Superficially, this strategy has its attractions. There’s no doubt the NSW Liberals are dysfunctional, so association with them is hardly likely to be an electoral plus. And in the two states where the Nationals have actively dissociated themselves from the Liberals, South Australia and Victoria, they recorded significant swings in their favor in last year’s elections.

But those swings were coming off a very low base – much lower than in NSW. The Victorian Nationals, even after winning two extra seats last November, have only nine seats and about half the vote of their NSW counterparts.

And unlike his colleagues in Victoria and SA, Stoner shows no sign of actually wanting to manoeuvre between the two major parties; he’s competing for the same turf as the Liberals. But that’s a very risky strategy.

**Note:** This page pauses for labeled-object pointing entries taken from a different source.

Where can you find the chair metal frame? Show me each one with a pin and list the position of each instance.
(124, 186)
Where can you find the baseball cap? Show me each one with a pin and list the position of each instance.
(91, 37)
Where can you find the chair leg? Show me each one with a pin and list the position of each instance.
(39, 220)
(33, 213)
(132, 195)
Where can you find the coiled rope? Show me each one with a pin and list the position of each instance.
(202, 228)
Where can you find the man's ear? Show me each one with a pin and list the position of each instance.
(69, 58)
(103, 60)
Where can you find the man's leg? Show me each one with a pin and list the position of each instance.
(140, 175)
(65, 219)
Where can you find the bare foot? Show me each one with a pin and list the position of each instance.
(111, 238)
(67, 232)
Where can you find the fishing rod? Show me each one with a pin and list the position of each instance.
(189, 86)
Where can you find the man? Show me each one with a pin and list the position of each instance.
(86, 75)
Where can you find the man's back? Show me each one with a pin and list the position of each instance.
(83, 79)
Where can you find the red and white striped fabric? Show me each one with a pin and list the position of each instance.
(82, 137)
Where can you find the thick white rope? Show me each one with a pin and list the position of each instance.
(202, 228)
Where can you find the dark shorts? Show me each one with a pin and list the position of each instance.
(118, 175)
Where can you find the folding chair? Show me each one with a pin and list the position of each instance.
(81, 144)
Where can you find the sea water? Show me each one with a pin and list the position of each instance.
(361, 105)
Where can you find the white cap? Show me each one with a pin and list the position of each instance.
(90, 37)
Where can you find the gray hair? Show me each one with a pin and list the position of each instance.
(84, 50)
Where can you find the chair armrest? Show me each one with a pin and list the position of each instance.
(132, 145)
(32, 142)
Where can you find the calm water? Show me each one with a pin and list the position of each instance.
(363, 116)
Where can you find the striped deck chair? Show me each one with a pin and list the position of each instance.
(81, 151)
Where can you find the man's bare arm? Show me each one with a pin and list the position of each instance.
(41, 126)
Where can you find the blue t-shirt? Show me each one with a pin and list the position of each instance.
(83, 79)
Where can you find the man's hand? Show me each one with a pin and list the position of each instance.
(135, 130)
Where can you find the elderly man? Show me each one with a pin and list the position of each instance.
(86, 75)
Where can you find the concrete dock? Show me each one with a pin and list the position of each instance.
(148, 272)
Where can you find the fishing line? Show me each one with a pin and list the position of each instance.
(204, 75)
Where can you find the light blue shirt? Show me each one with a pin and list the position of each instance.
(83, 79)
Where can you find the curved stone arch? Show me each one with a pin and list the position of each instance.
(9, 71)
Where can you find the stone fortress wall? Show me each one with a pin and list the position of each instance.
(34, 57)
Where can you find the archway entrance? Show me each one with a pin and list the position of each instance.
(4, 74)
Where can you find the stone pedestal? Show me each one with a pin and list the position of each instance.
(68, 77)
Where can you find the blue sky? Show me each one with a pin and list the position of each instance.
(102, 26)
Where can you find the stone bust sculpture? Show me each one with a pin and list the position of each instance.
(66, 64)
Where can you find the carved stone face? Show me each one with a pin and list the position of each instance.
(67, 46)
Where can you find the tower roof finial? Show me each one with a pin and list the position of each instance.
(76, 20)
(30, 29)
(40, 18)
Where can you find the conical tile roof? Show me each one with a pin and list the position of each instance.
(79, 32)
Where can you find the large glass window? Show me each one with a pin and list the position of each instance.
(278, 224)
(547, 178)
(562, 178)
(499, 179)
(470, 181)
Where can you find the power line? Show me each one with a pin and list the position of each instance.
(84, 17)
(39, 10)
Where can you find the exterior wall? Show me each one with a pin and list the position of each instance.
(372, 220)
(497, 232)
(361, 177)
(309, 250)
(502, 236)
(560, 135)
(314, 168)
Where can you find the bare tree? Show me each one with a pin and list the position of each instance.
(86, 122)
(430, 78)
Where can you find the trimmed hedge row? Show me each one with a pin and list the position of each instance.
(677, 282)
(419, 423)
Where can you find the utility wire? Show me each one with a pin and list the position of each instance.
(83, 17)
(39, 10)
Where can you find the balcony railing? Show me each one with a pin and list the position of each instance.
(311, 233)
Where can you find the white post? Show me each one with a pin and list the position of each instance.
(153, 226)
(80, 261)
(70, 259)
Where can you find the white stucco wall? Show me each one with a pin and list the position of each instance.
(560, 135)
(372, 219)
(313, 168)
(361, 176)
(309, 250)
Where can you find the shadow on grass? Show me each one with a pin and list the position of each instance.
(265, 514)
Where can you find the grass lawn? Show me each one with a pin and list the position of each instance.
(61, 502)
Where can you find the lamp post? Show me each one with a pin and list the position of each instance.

The NSW Nationals’ seats are all guaranteed, under current Coalition arrangements, against any Liberal challenge. Without that guarantee, many of them would be vulnerable: coastal seats like Ballina, Coffs Harbour and Myall Lakes are not in any meaningful sense “rural”, and would be prime targets for the Liberals.

This has been the dilemma faced by the Nationals for many years now. Getting close to the Liberals leaves their rural seats open to challenge from independents (and sometimes from Labor), but moving away from them tempts the Liberals to move in on former Nationals territory.

Victoria and South Australia suggest that it’s possible for the Nationals to establish their own niche as an independent force. But it’s a much smaller niche than what the NSW Nationals are used to.